Lo scenario che viene delineandosi perciò, è quello di una contrapposizione eterna fra il tempo del non-evento e l’istante in cui invece l’evento irrompe, imprevisto e imprevedibile, rispetto al quale nessun perfezionamento della tecnica potrà mai costituirsi come risoluzione definitiva. A ben vedere però, se l’evento viene pensato come qualcosa che prima di accadere non era neanche possibile – non esisteva neanche in potenza – allora ci troviamo a tutti gli effetti di fronte ad un ex nihilo. O per meglio dire ad un presunto tale, perché anche se Baudrillard utilizza proprio tale espressione per rendere al meglio la natura irrazionale dell’attentato terroristico, di fatto pensare all’imprevedibile come ad un nulla è un errore. Perché anche se nella mente di chi è destinato a subire l’evento esso è del tutto impossibile, non si può dire altrettanto di quella in cui esso viene progettato, anzi, in quest’ultima esso si mostra in tutta la sua verità. Perciò, anche se per il filosofo francese la “realtà” nel senso di una dimensione oggettiva da tutti condivisa e condivisibile è solo una costruzione mentale dell’uomo – tanto noi quanto lo specchio che ci riflette siamo parti del medesimo Tutto -; il nulla resta parimenti inammissibile. Anzi, nel pensare l’attacco terroristico come fa la “metafisica dell’evento” si commette esattamente l’errore che s’intende scongiurare negando la realtà, ossia si estromette dal contesto dell’esistente quella singolarità che proprio nel progettare e realizzare l’attentato lancia la sua sfida.

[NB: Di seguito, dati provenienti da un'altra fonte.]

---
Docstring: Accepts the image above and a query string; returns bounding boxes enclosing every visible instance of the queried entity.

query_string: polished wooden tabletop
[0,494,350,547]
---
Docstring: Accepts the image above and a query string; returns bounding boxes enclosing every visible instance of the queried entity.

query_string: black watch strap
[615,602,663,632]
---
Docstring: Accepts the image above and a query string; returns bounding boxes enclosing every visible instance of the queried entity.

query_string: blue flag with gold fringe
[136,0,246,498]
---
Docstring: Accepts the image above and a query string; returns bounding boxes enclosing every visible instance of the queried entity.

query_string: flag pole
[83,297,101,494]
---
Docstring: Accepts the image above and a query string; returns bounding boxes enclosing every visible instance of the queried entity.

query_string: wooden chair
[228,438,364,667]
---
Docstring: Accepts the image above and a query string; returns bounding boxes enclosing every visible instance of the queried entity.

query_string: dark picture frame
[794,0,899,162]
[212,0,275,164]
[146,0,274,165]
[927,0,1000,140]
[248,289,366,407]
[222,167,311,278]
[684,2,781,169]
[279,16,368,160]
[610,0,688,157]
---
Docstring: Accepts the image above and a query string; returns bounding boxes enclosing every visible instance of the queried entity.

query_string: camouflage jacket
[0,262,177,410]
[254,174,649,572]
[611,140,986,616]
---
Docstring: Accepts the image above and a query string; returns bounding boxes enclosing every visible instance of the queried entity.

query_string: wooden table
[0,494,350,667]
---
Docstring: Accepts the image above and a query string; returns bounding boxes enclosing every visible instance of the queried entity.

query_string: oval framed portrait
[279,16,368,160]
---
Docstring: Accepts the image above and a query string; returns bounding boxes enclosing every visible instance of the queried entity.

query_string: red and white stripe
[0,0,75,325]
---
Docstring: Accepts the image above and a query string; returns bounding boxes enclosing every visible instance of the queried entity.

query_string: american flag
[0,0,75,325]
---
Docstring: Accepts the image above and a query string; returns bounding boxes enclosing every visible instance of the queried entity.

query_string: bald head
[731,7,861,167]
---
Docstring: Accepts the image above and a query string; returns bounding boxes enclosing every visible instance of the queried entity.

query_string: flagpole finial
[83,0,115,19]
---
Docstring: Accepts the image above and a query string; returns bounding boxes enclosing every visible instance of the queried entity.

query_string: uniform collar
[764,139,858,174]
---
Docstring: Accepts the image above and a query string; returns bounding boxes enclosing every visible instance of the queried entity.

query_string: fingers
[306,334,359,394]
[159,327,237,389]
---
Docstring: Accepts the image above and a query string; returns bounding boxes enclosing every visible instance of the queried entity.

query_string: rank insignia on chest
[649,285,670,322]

In ultima istanza dunque, è difficile non concordare con Baudrillard nel pensare che tentare di combattere il fenomeno del terrorismo fino ad estirparlo come un male oggettivo, non è solo illusorio ma del tutto impossibile, perché esso vive della stessa linfa che alimenta il sistema contro il quale si scaglia. «Il terrorismo» infatti «può essere interpretato come l’espressione della dissociazione interna di una potenza divenuta onnipotente – violenza mondiale immanente allo stesso sistema mondo. Ed è un’illusione volerlo estirpare come un male oggettivo, quando, nella sua stessa assurdità, è l’espressione della condanna che questa potenza pronuncia su se stessa»8. È parte integrante del mondo che abbiamo costruito e se le cose stanno così, anche l’invito di Derrida ad andare oltre i confini della politica occidentale rischia di risultare inutile poiché un ulteriore ampliamento degli orizzonti mentali in vista di una conciliazione rischia di venire avvertito come l’ennesimo tentativo di rendere tutto equiparabile, semplificabile, omologato. Forse il terrorismo riuscirà a cambiare il mondo, o forse sarà il mondo a cambiare il terrorismo, solo il tempo potrà rendere visibile la risposta a un simile enigma, solo il tempo potrà svelare ciò che la necessità ha già eternamente destinato ad essere.